Французское слово “ризома” (rhizome) буквально означает “корневище”. В 1976 году философы-постмодернисты Жиль Делёз и Феликс Гваттари сделали это слово философским термином. Ризома — это сетевая структура, противопоставляемая древовидной; визуализацией ризомы будет запутанная корневая система, лишенная сколько-нибудь четкой формы, но пронизанная множеством внутренних связей. “Ризома так устроена, что в ней каждая дорожка имеет возможность пересечься с другой. Нет центра, нет периферии, нет выхода. Потенциально такая структура безгранична”, — писал Умберто Эко в “Заметках на полях “Имени розы””, рассуждая о типах лабиринтов. Ризома — образ мира, “потерявшего свой стержень”, но таящего в себе неожиданные возможности, — “творящий Хаос”. Превращая “ризому” из чисто философского термина в биологический, Дидье Рауль, несомненно, учитывал эти оттенки значений. В своих интервью он обратился еще и к философии Ницше, говоря, что эволюция — не столько аполлонический мир (красивый, разумный, организованный), сколько дионисический (хаотичный, бурный, внезапный). С точки зрения Рауля, эволюция гораздо более прерывиста, случайна и непредсказуема, чем полагало большинство ученых XIX–XX веков.
Разумеется, такой взгляд на вещи не надо превращать в догму (впрочем, к любым другим научным взглядам это тоже относится). Тем не менее здесь наверняка отражены некоторые реальные свойства природных процессов — причем не только генетических.
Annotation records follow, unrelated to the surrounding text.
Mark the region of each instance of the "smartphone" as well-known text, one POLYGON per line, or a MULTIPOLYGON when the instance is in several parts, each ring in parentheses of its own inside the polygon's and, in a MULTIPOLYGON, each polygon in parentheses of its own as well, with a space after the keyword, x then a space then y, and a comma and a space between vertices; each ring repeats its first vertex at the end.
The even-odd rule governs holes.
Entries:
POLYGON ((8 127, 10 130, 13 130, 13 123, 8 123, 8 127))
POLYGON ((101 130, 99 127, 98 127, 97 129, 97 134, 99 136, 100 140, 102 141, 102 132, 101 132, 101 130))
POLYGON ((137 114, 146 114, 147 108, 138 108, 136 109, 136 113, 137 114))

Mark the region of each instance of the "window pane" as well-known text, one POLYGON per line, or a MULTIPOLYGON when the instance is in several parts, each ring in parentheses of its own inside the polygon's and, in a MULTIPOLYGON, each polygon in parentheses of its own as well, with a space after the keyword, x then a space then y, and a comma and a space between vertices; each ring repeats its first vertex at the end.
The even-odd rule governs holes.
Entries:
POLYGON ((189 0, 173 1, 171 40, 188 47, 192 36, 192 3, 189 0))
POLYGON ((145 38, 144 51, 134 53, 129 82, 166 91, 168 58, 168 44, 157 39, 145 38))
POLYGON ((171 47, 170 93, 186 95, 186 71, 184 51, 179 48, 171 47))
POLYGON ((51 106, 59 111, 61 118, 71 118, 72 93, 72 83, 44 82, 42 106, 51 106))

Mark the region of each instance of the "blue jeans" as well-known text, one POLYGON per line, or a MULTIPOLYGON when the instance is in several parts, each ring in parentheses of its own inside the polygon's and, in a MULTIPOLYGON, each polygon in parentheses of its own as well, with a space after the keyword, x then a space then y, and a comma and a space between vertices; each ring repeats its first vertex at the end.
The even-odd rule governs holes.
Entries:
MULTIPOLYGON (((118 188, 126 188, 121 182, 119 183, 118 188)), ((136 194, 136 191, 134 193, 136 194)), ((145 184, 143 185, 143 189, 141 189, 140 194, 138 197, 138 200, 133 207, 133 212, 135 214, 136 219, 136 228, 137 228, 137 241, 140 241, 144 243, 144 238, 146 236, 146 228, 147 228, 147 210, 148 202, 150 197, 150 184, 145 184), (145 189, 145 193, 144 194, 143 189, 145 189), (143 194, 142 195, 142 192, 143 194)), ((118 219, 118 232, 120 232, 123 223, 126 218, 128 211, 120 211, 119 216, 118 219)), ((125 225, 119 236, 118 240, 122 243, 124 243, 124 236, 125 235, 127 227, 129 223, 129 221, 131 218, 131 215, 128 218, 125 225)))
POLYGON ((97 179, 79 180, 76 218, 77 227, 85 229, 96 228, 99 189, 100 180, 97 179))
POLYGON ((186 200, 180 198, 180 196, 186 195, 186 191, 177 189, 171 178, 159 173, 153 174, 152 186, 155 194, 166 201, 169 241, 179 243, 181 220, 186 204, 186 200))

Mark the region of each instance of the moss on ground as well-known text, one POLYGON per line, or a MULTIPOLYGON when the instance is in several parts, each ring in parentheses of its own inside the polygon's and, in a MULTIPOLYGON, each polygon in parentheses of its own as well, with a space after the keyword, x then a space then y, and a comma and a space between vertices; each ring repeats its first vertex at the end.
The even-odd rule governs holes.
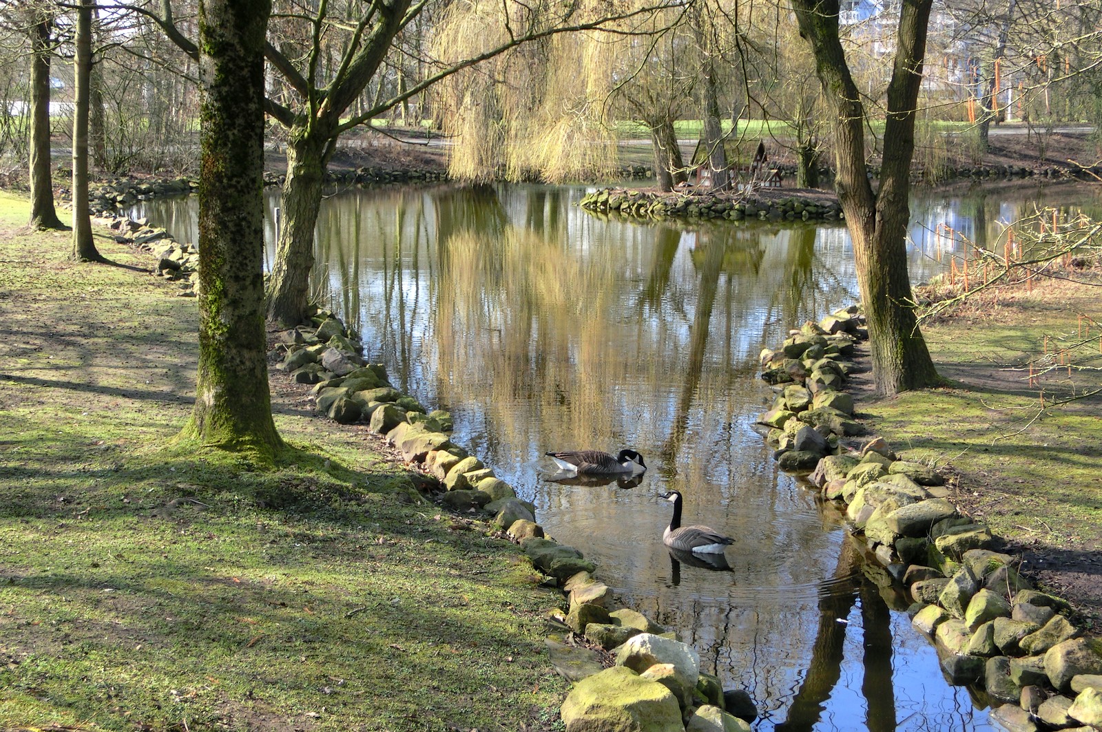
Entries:
POLYGON ((176 441, 194 300, 28 215, 0 193, 0 728, 561 726, 560 598, 515 547, 300 389, 272 466, 176 441))
POLYGON ((1077 278, 992 291, 923 324, 939 373, 953 386, 862 410, 906 456, 948 466, 957 503, 1045 558, 1047 567, 1027 569, 1042 570, 1041 581, 1078 600, 1096 623, 1102 289, 1096 272, 1077 278))

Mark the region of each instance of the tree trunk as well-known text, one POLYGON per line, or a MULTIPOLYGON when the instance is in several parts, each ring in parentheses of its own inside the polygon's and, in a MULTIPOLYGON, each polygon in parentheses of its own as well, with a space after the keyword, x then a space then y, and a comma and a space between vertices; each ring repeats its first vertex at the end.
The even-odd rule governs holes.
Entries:
POLYGON ((268 320, 283 327, 307 320, 314 227, 329 148, 324 137, 309 133, 293 137, 287 147, 279 245, 268 280, 268 320))
MULTIPOLYGON (((93 8, 94 32, 99 26, 99 7, 93 8)), ((98 171, 108 169, 107 162, 107 109, 104 107, 102 57, 91 60, 88 78, 88 148, 91 164, 98 171)))
POLYGON ((91 75, 91 0, 80 0, 76 10, 76 58, 73 64, 73 258, 104 261, 91 238, 88 214, 88 80, 91 75))
POLYGON ((182 437, 270 459, 263 52, 271 0, 199 4, 199 364, 182 437))
POLYGON ((646 120, 650 127, 650 143, 655 151, 655 175, 658 187, 672 191, 678 183, 689 180, 685 165, 681 160, 681 148, 678 147, 678 136, 673 130, 673 120, 669 117, 646 120))
POLYGON ((865 169, 865 109, 839 40, 838 0, 795 0, 800 35, 815 56, 815 72, 833 107, 835 187, 853 239, 861 299, 868 321, 873 380, 892 395, 930 386, 937 370, 910 306, 906 235, 910 218, 910 161, 915 108, 932 0, 900 9, 896 57, 888 84, 880 190, 874 196, 865 169))
POLYGON ((50 55, 54 21, 40 17, 31 29, 31 223, 33 228, 63 229, 54 208, 50 172, 50 55))
POLYGON ((796 148, 796 187, 819 187, 819 142, 802 140, 796 148))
Из сказанного в этой книге можно увидеть, что система траекторий, по которым двигалась (или могла бы двинуться) история жизни на Земле, в общем-то гораздо больше похожа на сеть тропинок в дремучем лесу, чем на прямую, как стрела, провешенную трассу. Это относится к нашему прошлому, и нет никаких оснований считать, что это не будет относиться к будущему. Стоит добавить, что такой вывод не должен служить основанием для пессимизма. Конечно, путь сопряжен с риском — в ризоме легко заблудиться, но она же может подарить путнику новые, неожиданные возможности: ведь сотворение мира еще длится. Эволюция — не освещенная дорога, ведущая от амебы прямо к человеку, а темный лабиринт, полный обрывов, провалов, тупиков, внезапных пересечений, катастроф и эвкатастроф. Дионисический космос, таящий в себе и смерть, и надежду.